Pour cette reprise, les projecteurs sont surtout braqués sur les dames. D’abord, Ermonela Jaho, magnifique Antonia, actrice habitée par son rôle, au français impeccable, et à laquelle on pardonnera même des aigus un peu trop haut ; on espère la réentendre prochainement dans le répertoire français, qui semble bien lui convenir. Ensuite, Nadine Koutcher, qui fait ses débuts à l’Opéra de Paris avec un personnage jadis conçu sur mesure pour Natalie Dessay : ses moyens sont assez différents, et si elle n’a pas la suprême aisance des Reines de la nuit, les suraigus sont bien là, et les acrobaties aussi, cependant qu’elle se plie aux facéties voulues par la production. Le publie a bien ri, mais il faudra quand même qu’elle revienne bientôt dans un vrai rôle. Kate Aldrich en fait des tonnes scéniquement en Giulietta et frappe beaucoup moins vocalement. Quant à Stéphanie d’Oustrac, elle est un superbe Nicklausse, dont tous les mots sont riches de sens ; seul le sublime « Vois l’archer frémissant » semble la trouver un peu moins à l’aise, et la diction se perd un peu dans cet air. Doris Soffel réussit à s’imposer pendant la courte apparition de la mère d’Antonia.

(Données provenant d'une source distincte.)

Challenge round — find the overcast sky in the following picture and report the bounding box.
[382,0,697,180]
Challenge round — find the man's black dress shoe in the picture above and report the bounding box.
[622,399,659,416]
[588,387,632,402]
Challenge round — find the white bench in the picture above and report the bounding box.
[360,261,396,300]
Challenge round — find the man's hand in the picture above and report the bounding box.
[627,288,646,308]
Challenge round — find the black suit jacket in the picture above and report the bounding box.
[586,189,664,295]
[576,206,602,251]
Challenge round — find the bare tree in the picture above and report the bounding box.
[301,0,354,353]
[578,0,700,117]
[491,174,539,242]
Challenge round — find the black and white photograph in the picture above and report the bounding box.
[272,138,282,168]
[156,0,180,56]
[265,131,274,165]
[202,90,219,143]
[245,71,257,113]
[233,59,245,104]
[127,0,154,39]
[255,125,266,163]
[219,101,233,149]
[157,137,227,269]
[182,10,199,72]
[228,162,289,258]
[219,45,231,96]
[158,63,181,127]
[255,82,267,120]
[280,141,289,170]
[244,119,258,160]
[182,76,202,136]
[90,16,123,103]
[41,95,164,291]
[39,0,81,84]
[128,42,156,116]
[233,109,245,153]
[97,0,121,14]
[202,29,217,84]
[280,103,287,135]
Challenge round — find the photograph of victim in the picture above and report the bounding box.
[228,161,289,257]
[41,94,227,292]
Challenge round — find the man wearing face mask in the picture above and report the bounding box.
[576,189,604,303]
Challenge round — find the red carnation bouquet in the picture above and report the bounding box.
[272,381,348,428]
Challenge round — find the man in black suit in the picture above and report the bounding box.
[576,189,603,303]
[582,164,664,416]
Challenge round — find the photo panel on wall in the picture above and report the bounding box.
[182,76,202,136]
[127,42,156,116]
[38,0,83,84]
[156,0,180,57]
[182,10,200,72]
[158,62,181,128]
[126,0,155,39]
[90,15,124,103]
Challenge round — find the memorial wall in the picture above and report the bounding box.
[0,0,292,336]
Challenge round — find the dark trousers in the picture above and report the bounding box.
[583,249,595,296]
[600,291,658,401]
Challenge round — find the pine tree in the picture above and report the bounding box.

Evidemment, Ramón Vargas n’a rien du beau ténébreux barytonant que Paris attendait, mais son Hoffmann ne se situe pas moins à un niveau éminemment respectable. Aigus longuement tenus à la fin de ses principaux airs, nuances bien ménagées, le ténor mexicain montre qu’il a de la voix et n’est pas dénué de style ; dommage que le coach de langue lui ait apparemment fait travailler une syllabe sur deux, puisque le chanteur juxtapose des voyelles et consonnes parfaites avec des sons beaucoup plus hispaniques (dans « de quelle ivresse embrases-tu mon âme », on entend « embrassé-tu »),et la prononciation a tendance à se détériorer au fil de la soirée. Roberto Tagliavini possède une beau timbre et s’exprime dans un français soigné, mais il lui manque la noirceur des quatre « méchants », l’expressivité que savent y mettre d’autres moins gâtés par la nature : si Lindorf « a dans tout le physique un aspect satanique », la basse italienne a dans toute sa voix fort peu de satanisme. En écoutant Yann Beuron distiller magistralement les couplets de Frantz, on est pris de nostalgie – quel Pâris, quel Fritz de La Grande-duchesse il fut pour Marc Minkowski – et de crainte : l’Opéra de Paris n’a-t-il désormais rien de mieux à confier à cet artiste, qui fut pourtant Pylade ou Admète ?
Diffusion en direct dans les cinémas le 15 novembre, avec la même distribution.